Brain connectivity arises from interactions across biophysical scales, ranging from molecular to cellular to anatomical to network level. To date, there has been little progress toward integrated analysis across these scales. To bridge this gap, from a unique cohort of 98 individuals, we collected antemortem neuroimaging and genetic data, as well as postmortem dendritic spine morphometric, proteomic and gene expression data from the superior frontal and inferior temporal gyri. Through the integration of the molecular and dendritic spine morphology data, we identified hundreds of proteins that explain interindividual differences in functional connectivity and structural covariation. These proteins are enriched for synaptic structures and functions, energy metabolism and RNA processing. By integrating data at the genetic, molecular, subcellular and tissue levels, we link specific biochemical changes at synapses to connectivity between brain regions. These results demonstrate the feasibility of integrating data from vastly different biophysical scales to provide a more comprehensive understanding of brain connectivity.
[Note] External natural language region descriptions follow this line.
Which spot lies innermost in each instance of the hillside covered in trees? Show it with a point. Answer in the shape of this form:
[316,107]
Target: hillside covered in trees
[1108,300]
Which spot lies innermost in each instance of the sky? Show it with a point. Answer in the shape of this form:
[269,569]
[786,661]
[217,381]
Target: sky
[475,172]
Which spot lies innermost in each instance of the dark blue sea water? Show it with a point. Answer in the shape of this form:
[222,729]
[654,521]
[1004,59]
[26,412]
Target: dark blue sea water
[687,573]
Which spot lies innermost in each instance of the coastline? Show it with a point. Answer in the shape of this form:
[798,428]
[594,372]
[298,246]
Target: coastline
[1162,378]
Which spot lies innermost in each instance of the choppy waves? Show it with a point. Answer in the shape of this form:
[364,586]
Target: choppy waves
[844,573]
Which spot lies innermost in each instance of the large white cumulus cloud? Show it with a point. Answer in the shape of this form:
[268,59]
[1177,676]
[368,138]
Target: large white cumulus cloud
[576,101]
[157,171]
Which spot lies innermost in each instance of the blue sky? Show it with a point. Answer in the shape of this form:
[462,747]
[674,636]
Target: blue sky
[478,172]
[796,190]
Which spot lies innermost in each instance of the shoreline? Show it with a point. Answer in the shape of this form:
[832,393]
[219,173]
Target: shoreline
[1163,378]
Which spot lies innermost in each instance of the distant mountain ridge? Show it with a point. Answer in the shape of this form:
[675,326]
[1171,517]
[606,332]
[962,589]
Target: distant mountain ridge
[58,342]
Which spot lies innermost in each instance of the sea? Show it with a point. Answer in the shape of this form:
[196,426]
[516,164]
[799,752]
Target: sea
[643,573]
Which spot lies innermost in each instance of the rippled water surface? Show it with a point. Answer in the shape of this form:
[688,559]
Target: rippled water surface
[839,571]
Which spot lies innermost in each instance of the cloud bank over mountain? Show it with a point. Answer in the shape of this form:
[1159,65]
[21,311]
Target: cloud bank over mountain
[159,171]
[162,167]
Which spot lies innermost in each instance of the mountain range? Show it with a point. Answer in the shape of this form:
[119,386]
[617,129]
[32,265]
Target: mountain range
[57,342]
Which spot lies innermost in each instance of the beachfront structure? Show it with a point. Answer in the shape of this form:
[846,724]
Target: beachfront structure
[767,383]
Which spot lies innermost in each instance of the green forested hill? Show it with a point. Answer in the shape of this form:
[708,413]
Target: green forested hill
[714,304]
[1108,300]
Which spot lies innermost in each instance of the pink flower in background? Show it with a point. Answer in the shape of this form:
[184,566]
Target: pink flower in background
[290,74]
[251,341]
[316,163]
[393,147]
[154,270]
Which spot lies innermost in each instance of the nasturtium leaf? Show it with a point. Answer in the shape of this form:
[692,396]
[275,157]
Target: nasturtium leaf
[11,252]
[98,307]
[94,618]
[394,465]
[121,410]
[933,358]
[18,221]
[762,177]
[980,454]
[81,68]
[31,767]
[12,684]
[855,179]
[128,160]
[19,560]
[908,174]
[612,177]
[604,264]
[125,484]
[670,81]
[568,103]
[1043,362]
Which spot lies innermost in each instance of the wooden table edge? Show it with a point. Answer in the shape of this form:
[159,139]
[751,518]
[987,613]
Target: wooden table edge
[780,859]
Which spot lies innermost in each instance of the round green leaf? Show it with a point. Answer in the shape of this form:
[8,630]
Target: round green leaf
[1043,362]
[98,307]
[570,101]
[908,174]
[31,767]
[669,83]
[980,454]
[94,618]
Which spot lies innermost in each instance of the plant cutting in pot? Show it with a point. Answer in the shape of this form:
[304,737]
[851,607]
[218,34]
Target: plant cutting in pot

大脑连接源于生物物理尺度的相互作用，从分子到细胞到解剖学再到网络水平。迄今为止，在这些尺度上进行综合分析的进展甚微。为了弥合这一差距，我们从 98 个个体的独特队列中收集了生前神经影像学和遗传数据，以及来自额上回和颞下回的死后树突状脊柱形态测量、蛋白质组学和基因表达数据。通过整合分子和树突状脊柱形态学数据，我们鉴定了数百种蛋白质，这些蛋白质解释了功能连接和结构协变的个体间差异。这些蛋白质富含突触结构和功能、能量代谢和 RNA 加工。通过整合遗传、分子、亚细胞和组织水平的数据，我们将突触的特定生化变化与大脑区域之间的连接联系起来。这些结果表明，整合来自截然不同的生物物理尺度的数据以提供更全面的大脑连接理解的可行性。